Hi, How do I configure Splunk for Squid to parse Squid ver.3.1 logs. Out of the box SplunkForSquid can't find any events, although there are thousands of Squid events in my Splunk installation. Can someone please help. I've tried formatting the access.log as follows.
logformat custom %tu %>a %Ss %<Hs %st %rm % >ru %<A %rp %un %sh %<a %mt duration tu clientip >a action Ss http_status <Hs bytes st method rm uri ru uri_host <A uri_path rp username un hierarchy (Can find appropirate code, sh not available) server_ip <a content_type mt
Splunk for Squid assumes that Squid's default logformat is used:
logformat squid %ts.%03tu %6tr %>a %Ss/%03Hs %<st %rm %ru %un %Sh/%<A %mt
If you change that, you will also need to change Splunk for Squid's extractions.
Could you post a sample event or two?
EDIT: Your format for the actual Squid event looks fine, and checks out with the regex used by the app. HOWEVER, it seems you're sending this through a syslogd that adds a header to the events, which breaks the match. The header I'm referring to is the initial "
<13>Aug 21 17:32:31 LAMNUBIDS001".
What you could do is to modify the regex to skip matching from the start of the line, or modify it to include this extra header.

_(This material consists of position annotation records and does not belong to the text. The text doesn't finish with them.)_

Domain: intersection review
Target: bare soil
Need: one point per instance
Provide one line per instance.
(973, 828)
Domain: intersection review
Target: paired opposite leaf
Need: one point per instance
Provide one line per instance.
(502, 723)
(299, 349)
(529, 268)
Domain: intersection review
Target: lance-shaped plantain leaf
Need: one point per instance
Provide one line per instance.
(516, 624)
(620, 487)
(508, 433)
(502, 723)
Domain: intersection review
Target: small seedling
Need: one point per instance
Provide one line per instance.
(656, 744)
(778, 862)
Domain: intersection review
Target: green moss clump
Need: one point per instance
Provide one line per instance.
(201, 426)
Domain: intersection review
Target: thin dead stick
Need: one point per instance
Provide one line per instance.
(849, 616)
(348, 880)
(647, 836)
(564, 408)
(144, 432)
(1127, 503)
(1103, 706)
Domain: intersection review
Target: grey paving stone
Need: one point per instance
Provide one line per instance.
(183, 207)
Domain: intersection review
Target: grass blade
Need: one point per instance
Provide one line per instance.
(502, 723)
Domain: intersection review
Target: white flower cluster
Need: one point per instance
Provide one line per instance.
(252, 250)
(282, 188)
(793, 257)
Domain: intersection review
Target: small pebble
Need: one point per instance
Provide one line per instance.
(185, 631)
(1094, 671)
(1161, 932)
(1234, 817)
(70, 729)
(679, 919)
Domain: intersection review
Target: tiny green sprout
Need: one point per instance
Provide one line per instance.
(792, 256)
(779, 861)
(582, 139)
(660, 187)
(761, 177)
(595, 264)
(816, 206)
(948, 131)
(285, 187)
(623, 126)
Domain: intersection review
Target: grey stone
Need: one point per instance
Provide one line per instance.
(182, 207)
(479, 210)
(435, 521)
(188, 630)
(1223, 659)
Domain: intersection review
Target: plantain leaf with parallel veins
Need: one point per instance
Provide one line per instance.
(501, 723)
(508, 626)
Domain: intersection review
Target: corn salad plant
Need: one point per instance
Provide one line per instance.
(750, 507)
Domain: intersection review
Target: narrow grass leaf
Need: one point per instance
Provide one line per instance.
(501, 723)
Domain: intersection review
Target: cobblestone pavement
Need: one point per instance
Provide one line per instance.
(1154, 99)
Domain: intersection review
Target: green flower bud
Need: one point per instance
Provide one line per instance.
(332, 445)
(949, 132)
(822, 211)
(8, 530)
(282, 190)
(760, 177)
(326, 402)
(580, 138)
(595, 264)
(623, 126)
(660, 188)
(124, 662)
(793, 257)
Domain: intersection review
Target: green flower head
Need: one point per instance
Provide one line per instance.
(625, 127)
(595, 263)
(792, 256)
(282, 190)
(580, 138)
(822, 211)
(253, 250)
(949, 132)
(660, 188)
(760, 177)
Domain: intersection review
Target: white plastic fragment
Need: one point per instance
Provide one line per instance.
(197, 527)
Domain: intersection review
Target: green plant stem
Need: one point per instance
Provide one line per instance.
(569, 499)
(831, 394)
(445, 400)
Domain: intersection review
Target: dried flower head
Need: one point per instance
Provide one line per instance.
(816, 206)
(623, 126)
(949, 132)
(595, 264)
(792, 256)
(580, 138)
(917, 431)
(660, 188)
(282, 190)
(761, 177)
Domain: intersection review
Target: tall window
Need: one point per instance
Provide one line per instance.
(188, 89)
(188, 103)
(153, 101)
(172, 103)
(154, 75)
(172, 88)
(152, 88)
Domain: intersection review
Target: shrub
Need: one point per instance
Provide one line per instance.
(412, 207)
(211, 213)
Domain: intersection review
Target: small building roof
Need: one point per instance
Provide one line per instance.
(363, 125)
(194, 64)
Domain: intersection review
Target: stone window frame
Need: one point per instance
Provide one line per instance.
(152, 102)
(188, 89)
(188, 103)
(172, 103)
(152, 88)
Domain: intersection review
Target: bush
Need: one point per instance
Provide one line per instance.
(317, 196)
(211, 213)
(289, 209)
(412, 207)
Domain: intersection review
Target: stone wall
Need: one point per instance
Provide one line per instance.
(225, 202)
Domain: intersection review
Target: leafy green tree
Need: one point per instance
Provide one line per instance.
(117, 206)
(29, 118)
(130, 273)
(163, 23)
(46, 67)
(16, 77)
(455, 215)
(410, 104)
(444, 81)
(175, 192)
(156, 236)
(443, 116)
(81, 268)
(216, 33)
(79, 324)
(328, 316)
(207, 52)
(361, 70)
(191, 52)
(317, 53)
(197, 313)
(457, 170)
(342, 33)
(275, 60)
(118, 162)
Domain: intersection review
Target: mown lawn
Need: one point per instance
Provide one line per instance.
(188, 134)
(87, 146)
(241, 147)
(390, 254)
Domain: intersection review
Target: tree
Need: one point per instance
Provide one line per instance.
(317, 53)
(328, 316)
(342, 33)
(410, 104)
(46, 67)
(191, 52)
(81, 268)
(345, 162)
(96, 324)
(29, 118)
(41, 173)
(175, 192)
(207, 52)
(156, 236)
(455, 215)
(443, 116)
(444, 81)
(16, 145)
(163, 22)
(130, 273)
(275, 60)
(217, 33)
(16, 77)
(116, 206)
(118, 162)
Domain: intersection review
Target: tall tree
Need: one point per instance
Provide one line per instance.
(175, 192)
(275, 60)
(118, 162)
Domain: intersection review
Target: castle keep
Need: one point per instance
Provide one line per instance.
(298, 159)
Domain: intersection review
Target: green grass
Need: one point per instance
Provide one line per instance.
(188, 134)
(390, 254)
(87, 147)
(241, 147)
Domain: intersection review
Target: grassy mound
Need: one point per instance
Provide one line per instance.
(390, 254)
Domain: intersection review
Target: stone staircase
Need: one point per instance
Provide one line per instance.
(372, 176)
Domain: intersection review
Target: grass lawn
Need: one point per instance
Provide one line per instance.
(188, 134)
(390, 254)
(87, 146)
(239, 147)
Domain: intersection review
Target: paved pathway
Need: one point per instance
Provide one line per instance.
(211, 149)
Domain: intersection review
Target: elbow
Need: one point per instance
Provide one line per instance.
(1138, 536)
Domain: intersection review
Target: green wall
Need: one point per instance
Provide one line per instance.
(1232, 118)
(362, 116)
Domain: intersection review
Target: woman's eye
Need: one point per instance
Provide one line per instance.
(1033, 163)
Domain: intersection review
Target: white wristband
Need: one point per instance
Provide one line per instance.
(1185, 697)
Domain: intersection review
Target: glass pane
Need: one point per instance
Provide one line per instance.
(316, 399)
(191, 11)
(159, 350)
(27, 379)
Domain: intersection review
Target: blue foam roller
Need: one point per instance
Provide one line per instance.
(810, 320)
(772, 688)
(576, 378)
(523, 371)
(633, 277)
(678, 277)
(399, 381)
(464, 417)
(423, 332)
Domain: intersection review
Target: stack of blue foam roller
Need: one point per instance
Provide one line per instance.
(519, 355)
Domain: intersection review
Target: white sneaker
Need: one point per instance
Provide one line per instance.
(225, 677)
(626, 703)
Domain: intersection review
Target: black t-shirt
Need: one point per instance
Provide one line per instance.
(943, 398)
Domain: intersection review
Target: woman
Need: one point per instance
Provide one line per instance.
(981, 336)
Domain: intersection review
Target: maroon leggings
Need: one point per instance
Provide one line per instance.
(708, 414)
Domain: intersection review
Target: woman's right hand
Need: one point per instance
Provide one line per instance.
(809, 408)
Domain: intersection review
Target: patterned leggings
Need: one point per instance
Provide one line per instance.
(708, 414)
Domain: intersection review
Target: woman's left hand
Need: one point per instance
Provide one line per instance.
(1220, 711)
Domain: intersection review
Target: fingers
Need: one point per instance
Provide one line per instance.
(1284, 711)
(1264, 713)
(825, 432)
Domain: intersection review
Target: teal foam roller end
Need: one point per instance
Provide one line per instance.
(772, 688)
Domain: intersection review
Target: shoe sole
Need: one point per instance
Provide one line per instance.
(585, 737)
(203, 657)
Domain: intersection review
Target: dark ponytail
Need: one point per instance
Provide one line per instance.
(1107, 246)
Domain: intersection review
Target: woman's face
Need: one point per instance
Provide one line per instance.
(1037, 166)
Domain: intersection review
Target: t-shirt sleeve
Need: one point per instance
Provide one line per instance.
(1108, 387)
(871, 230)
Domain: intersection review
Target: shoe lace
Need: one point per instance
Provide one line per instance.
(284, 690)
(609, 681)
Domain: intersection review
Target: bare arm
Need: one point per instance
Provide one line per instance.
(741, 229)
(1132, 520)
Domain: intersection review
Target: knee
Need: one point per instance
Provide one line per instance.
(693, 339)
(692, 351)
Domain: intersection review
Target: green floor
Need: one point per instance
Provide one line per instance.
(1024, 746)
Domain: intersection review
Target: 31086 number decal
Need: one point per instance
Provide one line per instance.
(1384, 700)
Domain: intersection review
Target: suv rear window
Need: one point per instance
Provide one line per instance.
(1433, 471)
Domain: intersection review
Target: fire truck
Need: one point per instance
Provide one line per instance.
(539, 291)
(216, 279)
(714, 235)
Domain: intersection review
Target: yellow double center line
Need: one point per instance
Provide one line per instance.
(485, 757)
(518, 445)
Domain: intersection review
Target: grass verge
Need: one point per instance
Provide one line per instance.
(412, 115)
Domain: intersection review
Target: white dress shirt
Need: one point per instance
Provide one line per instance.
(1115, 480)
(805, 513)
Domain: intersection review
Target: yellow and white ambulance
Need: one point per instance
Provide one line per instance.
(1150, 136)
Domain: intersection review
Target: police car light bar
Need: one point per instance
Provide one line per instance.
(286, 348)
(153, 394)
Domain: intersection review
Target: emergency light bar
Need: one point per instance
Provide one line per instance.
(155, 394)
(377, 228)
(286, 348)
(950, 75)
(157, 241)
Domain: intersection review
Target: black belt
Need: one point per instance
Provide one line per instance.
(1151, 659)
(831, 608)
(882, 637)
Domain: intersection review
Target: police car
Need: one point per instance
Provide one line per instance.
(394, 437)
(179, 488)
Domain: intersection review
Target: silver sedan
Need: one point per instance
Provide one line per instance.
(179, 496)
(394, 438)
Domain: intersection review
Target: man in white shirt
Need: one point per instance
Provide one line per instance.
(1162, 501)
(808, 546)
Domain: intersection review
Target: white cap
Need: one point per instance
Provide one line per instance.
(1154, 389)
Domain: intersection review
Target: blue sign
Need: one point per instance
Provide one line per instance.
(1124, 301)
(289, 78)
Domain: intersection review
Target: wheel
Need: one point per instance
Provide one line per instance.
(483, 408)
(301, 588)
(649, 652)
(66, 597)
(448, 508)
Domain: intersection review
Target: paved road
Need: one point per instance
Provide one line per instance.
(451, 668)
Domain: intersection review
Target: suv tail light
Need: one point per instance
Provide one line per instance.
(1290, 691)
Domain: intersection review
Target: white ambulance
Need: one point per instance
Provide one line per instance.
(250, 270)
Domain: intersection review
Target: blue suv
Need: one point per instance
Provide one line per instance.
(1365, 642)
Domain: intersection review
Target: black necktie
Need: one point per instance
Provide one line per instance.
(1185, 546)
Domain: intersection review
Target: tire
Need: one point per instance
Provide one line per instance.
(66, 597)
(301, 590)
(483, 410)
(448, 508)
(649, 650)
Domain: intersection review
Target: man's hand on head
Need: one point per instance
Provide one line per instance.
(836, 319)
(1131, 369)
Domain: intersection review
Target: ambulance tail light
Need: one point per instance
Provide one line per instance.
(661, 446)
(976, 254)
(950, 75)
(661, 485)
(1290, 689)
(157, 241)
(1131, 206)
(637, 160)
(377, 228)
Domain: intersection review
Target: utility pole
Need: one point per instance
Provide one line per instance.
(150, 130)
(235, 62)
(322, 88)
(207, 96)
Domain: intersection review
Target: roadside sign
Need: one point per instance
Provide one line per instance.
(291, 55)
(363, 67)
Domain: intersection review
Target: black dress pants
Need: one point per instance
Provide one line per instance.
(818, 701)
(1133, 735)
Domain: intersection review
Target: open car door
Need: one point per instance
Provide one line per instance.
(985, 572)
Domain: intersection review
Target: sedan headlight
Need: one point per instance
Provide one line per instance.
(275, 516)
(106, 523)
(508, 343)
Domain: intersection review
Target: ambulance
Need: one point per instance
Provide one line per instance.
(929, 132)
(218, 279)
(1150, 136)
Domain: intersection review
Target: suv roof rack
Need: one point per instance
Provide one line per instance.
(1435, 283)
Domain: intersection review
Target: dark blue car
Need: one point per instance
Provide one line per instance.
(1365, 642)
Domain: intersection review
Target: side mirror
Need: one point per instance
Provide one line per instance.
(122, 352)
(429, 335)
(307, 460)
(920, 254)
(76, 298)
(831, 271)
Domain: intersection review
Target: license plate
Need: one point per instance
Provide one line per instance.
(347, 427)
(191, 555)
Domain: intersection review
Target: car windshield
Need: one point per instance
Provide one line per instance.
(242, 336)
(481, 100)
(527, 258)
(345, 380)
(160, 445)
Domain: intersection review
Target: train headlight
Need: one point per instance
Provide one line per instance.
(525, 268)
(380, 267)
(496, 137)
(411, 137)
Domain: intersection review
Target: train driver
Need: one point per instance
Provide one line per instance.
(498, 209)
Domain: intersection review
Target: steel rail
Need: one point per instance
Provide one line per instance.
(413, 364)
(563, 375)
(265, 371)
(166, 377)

This is the default regex used by the app (in
^\d+\.\d+\s+(\d+)\s+([0-9\.]*)\s+([^/]+)/(\d+)\s+(\d+)\s+(\w+)\s+((?:([^:]*)://)?([^/:]+):?(\d+)?(/?[^ ]*))\s+(\S+)\s+([^/]+)/([^ ]+)\s+(.*)$
Just remove the leading caret (
^) character and your extractions should work fine.
Thanks for the quick reply!!. When I insert your logformat into My squid.conf I get the Warning Below, so I ammended it slightly.
logformat Custom %ts.%03tu %6tr %>a %Ss/%03Hs %<st %rm %ru %un %Sh/%<A %mt
2012/08/21 17:16:34| WARNING: the "Hs" formating code is deprecated use the ">Hs" instead
So I changed Hs to >Hs.. But still no results found in SplunkForSquid.
Below are a few events from Splunk after applying the logformat you gave me.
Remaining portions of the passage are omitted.